= Spoudaiogeloion =

Expression for the mixture of serious and comical stylistic elements

Spoudaiogeloion (σπουδαιογέλοιον) denotes the mixture of serious and comical elements stylistically. The word comes from the Greek σπουδαῖον spoudaion, "serious", and γελοῖον geloion, "comical".

The concept of the word, but not the word itself, first appears in Aristophanes's The Frogs (405 BC) lines 389–393, in a scene where the Chorus, who are devoted to Demeter, pray for victory: καὶ πολλὰ μὲν γελοῖά μ’ εἰπεῖν, πολλὰ δὲ σπουδαῖα, καὶ τὴς σὴς ἑορτὴς ἁείως παίσαντα καὶ σκώψαντα νικήσαντα ταινιούσθαι. (Allow me to say many things in jest and many things in seriousness, and, having sported and lampooned in a manner worthy of your feast, let me, victorious, win the victor's wreath.) The word was coined in the Old Comedy period.
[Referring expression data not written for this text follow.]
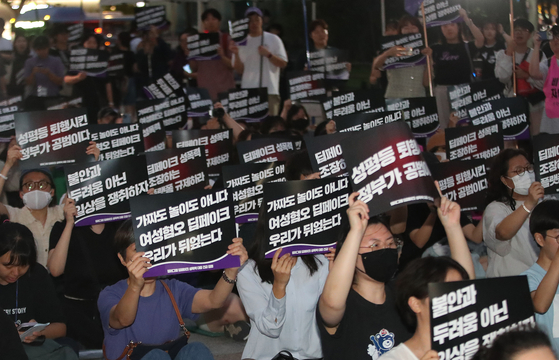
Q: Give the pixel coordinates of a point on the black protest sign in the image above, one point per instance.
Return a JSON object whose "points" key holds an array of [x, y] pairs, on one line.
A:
{"points": [[117, 140], [250, 105], [55, 137], [218, 145], [305, 85], [326, 154], [466, 315], [150, 15], [203, 46], [91, 61], [474, 142], [199, 102], [513, 113], [420, 114], [387, 169], [366, 121], [356, 101], [464, 182], [238, 30], [174, 170], [304, 217], [267, 149], [441, 12], [7, 117], [246, 184], [546, 161], [412, 56], [332, 62], [466, 94], [185, 232], [171, 112], [102, 190]]}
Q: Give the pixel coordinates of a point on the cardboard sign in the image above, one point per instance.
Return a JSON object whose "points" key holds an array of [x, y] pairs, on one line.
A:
{"points": [[466, 94], [91, 61], [238, 30], [464, 182], [102, 190], [250, 105], [171, 112], [174, 170], [513, 113], [546, 161], [387, 169], [474, 142], [366, 121], [185, 232], [331, 62], [267, 149], [7, 117], [327, 156], [117, 140], [305, 84], [420, 114], [466, 315], [55, 137], [203, 46], [246, 184], [150, 15], [218, 145], [304, 217], [412, 42]]}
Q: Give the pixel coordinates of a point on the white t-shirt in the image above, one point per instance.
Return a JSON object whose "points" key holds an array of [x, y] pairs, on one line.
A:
{"points": [[251, 59]]}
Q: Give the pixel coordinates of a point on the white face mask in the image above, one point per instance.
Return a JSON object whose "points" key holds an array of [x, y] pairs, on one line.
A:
{"points": [[37, 199]]}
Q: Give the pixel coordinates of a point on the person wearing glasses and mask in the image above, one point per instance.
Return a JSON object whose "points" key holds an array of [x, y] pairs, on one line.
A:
{"points": [[512, 195]]}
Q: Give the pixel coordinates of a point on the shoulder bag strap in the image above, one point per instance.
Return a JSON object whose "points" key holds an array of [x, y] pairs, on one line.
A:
{"points": [[181, 322]]}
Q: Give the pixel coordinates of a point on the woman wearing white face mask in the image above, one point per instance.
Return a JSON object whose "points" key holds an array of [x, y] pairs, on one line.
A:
{"points": [[513, 193]]}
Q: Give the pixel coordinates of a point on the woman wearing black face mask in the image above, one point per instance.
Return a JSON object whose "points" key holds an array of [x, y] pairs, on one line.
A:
{"points": [[357, 314]]}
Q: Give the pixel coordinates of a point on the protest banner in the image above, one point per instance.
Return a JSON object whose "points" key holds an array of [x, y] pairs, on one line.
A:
{"points": [[366, 121], [102, 190], [513, 113], [250, 105], [326, 154], [304, 217], [117, 140], [150, 15], [203, 46], [420, 114], [218, 145], [246, 184], [55, 137], [546, 161], [185, 232], [474, 142], [466, 315], [464, 182], [412, 56], [386, 166], [174, 170], [268, 149]]}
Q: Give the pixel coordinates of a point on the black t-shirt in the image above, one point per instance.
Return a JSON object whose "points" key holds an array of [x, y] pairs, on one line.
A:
{"points": [[31, 297], [452, 64], [92, 263], [366, 331]]}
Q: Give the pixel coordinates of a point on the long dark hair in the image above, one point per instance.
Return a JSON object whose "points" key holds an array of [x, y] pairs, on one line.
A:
{"points": [[499, 167]]}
Spoudaiogeloion was often used in satirical poems or folktales, which were funny, but had a serious, often ethical, theme. The serio-comic style became a rhetorical mainstay of the Cynics. The Romans gave it its own genre in the form of satire, contributed to most notably by the poets Horace and Juvenal. It was the most common tone of the works made by Menippus and Meleager of Gadara.